El diagnóstico de escorbuto se basa en los síntomas. Medir la concentración de vitamina C en la sangre ayuda a establecer el diagnóstico, pero no siempre puede realizarse esta prueba.

Para comprobar la presencia de anemia pueden realizarse análisis de sangre.

A los niños se les hacen radiografías para verificar si está afectado el crecimiento óseo.

Prevención

La carencia de vitamina C puede prevenirse consumiendo las cantidades recomendadas de frutas y verduras frescas, o ingiriendo la cantidad recomendada de vitamina C en forma de suplementos diarios. Los fumadores necesitan una mayor cantidad de esta vitamina.

Tratamiento

  • Dieta nutritiva con un aumento del consumo de frutas y verduras frescas

  • Suplementos de vitamina C

  • Para el escorbuto, dosis altas de suplementos de vitamina C

El escorbuto se trata con dosis elevadas de suplementos diarios de vitamina C, seguidas de una dieta nutritiva que proporcione de 1 a 2 veces la cantidad diaria recomendada de vitamina C. La dieta debe incluir un consumo elevado de frutas y verduras frescas

La mayoría de los síntomas desaparecen al cabo de 1 o 2 semanas.

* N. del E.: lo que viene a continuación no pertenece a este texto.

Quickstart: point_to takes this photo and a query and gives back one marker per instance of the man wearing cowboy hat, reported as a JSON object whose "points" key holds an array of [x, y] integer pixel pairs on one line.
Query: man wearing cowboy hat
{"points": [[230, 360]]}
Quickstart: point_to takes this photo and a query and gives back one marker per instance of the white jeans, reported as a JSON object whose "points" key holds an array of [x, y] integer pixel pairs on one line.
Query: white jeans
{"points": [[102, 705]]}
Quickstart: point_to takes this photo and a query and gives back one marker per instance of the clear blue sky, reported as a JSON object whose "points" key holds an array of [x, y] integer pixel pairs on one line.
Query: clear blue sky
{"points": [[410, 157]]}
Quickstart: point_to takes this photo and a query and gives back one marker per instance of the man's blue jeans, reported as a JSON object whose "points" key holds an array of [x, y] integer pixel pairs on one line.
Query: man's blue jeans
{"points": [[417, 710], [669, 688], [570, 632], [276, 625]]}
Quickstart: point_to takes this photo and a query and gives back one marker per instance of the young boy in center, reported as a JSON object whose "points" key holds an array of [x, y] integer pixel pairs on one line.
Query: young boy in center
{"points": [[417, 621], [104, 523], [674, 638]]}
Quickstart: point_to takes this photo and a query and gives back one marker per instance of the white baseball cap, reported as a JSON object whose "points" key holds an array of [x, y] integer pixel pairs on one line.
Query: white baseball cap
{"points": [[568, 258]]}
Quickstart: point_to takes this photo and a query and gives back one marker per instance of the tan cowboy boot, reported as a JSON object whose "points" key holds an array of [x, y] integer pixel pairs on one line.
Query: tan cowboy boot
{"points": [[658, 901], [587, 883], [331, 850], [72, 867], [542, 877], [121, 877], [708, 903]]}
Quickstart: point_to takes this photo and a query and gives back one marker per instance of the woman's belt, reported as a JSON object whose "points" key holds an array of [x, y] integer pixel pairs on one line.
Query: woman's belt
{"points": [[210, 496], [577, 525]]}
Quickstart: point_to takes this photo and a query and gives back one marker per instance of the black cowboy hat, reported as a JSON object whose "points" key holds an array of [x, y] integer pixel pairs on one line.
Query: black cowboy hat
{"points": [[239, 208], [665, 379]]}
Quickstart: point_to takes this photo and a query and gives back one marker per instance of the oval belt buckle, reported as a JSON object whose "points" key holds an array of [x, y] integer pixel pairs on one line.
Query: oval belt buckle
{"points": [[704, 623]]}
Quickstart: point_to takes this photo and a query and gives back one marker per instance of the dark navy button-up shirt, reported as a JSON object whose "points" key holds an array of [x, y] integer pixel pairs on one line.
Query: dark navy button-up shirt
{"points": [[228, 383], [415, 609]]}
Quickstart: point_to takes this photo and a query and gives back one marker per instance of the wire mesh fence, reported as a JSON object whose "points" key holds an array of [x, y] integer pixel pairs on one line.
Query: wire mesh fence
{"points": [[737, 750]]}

Los suplementos de vitamina C con hierro pueden curar la anemia.

Exceso de vitamina C

Algunas personas toman dosis altas de vitamina C porque es un antioxidante y, por tanto, protege las células del daño que producen los radicales libres. Se cree que los radicales libres contribuyen a muchas enfermedades, como la ateroesclerosis, el cáncer, los trastornos pulmonares, el resfriado común, las cataratas y la pérdida de memoria. Aún no se ha podido determinar con certeza que la ingestión de dosis altas de vitamina C proteja o tenga efectos beneficiosos frente a estos trastornos. Lo único que se ha podido demostrar con más firmeza es el efecto protector contra la formación de cataratas.

Las dosis altas (hasta el límite superior de seguridad de 2000 mg diarios) no suelen ser tóxicas en los adultos sanos. En algunos casos, las dosis más altas causan náuseas o diarrea e interfieren en la interpretación de algunos resultados hematológicos.